Not everyone grew up learning how to cook venison, and the idea of cooking venison can seem intimidating. Don't be afraid! It's easy if you understand a few simple differences between cooking venison and other much fatter red meats.
Low Fat Content
The only real difference is the lack of fat. This gives venison a tendency to "dry out" quicker as there is no grease in the meat to baste it as it cooks. As the cook, you simply ensure that the natural moisture of the meat is not lost by using moist cooking methods and not overcooking the meat.
As a rule of thumb, you can substitute Broken Arrow Ranch venison in almost any of your favorite beef, lamb, or pork recipes.
Dry Cooking Methods - For Tender Cuts
If the recipe uses a "dry" cooking method (grilling, broiling, etc.) you should reduce the cooking time, cook the meat less well done than you might otherwise, and baste the meat while cooking.
Venison has no "marbling" (streaks of fat separating the meat fibres) so it does not seem as tender as fatty beef. In fact, lean beef without the marbling is less tender than venison. The secret to tender venison is proper cooking. If it is a choice cut of venison that is naturally tender (the loin or choice leg cuts) the best cooking method is broiling, grilling, or sautéing rapidly to cook the outer surface while leaving the interior rare to medium-rare. Sliced across the grain, it will be tender and juicy.
Never expose sliced venison (or even whole roasts) to the drying effect of air for very long.

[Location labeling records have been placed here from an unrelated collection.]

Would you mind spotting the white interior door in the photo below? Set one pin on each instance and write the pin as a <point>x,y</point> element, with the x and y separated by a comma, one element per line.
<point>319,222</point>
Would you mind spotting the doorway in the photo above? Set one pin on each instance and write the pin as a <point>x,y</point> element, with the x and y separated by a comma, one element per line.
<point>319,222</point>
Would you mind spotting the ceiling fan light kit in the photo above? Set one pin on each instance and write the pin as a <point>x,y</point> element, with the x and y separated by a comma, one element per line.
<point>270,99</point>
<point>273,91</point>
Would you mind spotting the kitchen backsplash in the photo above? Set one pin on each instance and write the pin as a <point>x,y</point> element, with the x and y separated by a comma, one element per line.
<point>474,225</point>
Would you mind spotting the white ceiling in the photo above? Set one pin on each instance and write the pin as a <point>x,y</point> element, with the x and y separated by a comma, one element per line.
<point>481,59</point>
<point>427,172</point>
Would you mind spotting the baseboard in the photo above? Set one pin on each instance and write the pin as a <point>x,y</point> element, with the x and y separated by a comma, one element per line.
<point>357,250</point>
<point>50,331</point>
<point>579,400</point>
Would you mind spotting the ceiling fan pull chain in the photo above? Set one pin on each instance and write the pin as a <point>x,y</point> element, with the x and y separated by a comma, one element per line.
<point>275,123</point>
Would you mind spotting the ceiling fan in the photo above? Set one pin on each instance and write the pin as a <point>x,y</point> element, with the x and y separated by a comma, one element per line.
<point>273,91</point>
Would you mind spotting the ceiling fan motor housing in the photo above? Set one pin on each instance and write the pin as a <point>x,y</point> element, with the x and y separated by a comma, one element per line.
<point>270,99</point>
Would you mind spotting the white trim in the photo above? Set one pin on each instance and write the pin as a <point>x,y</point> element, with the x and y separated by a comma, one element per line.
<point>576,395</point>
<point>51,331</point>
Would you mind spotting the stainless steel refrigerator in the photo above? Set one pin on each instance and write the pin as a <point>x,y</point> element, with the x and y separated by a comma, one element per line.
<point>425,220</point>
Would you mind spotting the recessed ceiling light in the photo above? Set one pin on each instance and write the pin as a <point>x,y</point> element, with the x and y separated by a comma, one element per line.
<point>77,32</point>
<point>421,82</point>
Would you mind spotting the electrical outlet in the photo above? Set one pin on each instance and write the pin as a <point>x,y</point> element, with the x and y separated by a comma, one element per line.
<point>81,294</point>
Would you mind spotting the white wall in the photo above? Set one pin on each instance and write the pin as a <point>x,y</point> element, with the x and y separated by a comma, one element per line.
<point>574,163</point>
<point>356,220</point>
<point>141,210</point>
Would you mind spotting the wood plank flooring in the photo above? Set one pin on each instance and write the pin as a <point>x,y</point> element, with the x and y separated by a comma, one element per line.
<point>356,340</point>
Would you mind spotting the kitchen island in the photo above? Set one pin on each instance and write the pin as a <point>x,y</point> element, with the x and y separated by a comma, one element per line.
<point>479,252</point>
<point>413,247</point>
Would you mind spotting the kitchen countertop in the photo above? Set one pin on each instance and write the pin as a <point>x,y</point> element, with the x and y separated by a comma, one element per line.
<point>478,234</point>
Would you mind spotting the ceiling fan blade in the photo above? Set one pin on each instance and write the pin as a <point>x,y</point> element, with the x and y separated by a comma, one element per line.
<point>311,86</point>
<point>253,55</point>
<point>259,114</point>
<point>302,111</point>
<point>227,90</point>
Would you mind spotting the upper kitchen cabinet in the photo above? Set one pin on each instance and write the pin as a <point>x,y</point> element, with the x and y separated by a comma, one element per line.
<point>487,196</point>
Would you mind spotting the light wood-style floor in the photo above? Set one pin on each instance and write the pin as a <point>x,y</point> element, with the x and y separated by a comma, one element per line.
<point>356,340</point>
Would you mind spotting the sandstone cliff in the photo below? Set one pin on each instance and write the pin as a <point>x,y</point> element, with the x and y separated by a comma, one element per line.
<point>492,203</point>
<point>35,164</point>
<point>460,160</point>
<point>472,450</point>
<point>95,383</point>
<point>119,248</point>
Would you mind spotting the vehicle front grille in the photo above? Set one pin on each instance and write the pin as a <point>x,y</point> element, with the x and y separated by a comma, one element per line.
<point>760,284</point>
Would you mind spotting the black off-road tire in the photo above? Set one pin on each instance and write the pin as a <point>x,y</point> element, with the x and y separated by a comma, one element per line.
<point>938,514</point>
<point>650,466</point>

Venison should be sliced immediately before serving. Leaving it sliced on a platter for even a few minutes can allow it to dry out. If necessary to slice it in advance, cover it with plastic wrap to prevent evaporation.
Moist Cooking Methods - For Less Tender Cuts
If the recipe uses a "moist" cooking method (stewing, braising, boiling, etc.) simply follow the recipe as written.
A less tender cut (roasts, stew meat, or round steaks) should be cooked long and slowly using a moist cooking method. If you stew or braise venison and it's not tender, it's just not cooked long enough. Allow more cooking time than you might expect to allow the meat to tenderize. Cooked adequately, the meat will be fork tender every time.